Black Knight renews Cenlar contract as focus on tech alliances grow

Sub-servicing giant Cenlar has signed a “long-term renewal” contract with technology provider Black Knight — a move that takes on heightened importance when juxtaposed with another recent vendor alliance.

Mr. Cooper, a sizable publicly-traded company with sub-servicing accounting for roughly half of its portfolio, recently purchased a 20% stake in industry vendor Sagent, a Black Knight competitor.

The two alliances suggest companies handling mortgage payments are relying more on automation to distinguish themselves.

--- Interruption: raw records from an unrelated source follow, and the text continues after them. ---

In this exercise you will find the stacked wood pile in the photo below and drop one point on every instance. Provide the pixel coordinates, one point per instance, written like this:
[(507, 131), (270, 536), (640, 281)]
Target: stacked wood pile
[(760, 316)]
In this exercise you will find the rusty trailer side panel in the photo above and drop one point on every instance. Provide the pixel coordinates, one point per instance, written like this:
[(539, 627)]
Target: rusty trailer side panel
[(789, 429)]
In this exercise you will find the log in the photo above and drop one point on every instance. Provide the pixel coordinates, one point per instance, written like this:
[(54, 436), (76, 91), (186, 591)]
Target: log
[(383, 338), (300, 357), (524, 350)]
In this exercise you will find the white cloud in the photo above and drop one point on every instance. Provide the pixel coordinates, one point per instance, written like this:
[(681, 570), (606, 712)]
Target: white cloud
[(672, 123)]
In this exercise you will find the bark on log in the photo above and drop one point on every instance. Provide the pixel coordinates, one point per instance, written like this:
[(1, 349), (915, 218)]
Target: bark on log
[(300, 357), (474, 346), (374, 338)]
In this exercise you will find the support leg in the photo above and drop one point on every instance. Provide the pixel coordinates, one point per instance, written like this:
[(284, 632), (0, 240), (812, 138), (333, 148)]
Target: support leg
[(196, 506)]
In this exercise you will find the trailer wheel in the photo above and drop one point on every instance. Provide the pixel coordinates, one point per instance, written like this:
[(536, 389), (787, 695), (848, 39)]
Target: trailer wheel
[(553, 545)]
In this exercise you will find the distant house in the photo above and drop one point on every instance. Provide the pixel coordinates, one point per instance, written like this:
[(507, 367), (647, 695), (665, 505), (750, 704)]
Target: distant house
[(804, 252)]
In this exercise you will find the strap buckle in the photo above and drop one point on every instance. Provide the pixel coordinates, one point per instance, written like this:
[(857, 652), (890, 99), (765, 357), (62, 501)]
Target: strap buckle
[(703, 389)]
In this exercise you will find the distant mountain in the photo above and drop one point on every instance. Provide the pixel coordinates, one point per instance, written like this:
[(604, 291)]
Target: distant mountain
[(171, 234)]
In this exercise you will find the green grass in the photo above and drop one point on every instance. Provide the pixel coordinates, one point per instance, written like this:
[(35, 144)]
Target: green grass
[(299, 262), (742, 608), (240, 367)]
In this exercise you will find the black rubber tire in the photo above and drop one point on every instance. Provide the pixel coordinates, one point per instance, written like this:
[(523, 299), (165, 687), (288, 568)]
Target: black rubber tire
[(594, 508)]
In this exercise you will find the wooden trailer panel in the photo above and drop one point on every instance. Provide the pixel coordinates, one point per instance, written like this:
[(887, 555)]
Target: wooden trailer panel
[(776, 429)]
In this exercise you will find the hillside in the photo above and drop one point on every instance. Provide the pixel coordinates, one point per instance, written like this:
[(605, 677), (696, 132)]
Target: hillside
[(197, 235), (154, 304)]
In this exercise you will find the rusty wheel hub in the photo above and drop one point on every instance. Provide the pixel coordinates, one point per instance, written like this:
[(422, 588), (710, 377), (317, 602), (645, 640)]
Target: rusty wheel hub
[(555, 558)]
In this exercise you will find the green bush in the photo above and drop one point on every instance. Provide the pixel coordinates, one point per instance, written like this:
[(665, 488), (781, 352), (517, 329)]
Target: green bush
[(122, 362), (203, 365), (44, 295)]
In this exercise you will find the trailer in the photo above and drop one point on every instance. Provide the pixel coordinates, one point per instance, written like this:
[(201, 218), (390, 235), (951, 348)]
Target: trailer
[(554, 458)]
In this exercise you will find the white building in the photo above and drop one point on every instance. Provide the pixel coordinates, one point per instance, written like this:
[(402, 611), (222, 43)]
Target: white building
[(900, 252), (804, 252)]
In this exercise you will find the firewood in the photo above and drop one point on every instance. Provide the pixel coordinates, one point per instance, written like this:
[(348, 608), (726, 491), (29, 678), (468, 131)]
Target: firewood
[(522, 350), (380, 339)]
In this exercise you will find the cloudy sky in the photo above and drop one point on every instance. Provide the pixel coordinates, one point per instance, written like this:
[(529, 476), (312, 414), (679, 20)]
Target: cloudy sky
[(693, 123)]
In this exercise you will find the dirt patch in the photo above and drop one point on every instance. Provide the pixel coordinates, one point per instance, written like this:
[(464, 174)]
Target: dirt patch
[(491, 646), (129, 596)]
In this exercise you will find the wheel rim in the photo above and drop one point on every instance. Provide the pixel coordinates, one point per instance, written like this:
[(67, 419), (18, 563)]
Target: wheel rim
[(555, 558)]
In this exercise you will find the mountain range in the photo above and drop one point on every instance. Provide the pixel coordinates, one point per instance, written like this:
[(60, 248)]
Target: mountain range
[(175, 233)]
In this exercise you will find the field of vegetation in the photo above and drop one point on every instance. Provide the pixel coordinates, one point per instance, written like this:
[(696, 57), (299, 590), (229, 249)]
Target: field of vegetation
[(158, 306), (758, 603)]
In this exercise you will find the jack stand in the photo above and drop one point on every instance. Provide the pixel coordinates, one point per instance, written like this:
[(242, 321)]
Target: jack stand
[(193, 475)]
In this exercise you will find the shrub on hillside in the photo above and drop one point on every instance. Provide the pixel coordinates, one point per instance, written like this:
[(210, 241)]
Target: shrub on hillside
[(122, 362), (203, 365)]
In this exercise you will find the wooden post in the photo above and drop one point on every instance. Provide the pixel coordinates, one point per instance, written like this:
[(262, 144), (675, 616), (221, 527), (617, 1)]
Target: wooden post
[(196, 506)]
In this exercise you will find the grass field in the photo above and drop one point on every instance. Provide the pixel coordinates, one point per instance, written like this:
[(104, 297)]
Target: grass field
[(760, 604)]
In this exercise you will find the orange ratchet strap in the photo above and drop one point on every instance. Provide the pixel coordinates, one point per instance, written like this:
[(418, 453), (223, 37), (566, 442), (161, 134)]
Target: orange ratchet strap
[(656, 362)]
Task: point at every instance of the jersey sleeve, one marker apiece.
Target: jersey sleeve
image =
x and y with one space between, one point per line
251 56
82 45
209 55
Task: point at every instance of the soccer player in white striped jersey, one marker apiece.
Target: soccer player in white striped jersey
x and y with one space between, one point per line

The Black Knight partnership is particularly notable given a consent order Cenlar received last year, in which it agreed to ensure that it had risk controls commensurate with its size, and obtain approvals to add new customers. The contract the subservicer recently renewed with Black Knight includes not only the latter’s core mortgage servicing platform, but also ancillary and newer technology built to handle the riskier aspects of servicing such as loss mitigation and default. Loss mit and default are expected to become more prominent servicing functions this year as payment relief extended for pandemic-related hardships are phased out.

“Black Knight’s commitment to investing in solutions that benefit our business, along with their industry leading servicing solutions, have supported our operations, and their solutions easily scale to accommodate our business,” said Robert Lux, chief operating officer of Cenlar, in a press release.

Regulators in the past have indicated that they won’t tolerate the use of a mortgage servicing system that is inadequate. Previously, another large company, Ocwen, agreed to replace its servicing technology with MSP to settle some allegations by the Consumer Financial Protection Bureau and state regulators. The regulators had alleged that automation previously used by that company, which also sub-serviced loans, was ineffective at even the most basic of tasks.

These two tech recent alliances are setting the stage for a battle to dominate the market, given that subservicers prefer to use whatever system the bulk of their clients are most likely to have. Also, mortgage companies that are looking to engage in the current hot servicing-rights market are likely to find it easier to close deals when information associated with the borrower payments can be transferred smoothly through automated means, which makes market dominance all the more important.

In favor of Black Knight on that count is the fact that its market share within the servicing market is considered particularly entrenched. A Seeking Alpha report from last year called Black Knight’s technology “so embedded in…servicers’ operations that replacing it is akin to ripping the lungs of a major institution’s mortgage department,” and the company also recently reported record sales in the past year.

However, Mr. Cooper’s deal with Sagent hands a newer in-house platform the large servicer has to Sagent in exchange for the equity stake, and some think the combined operation has enough modernization and traction with customers to be competitive. A recent report by The Basis Point estimates that retention rates in Mr. Cooper’s earnings are about twice the industry average.

“This links the two firms together as fintech development partners who have the size and skill to modernize this creaky part of consumer finance,” The Basis Point analysis said.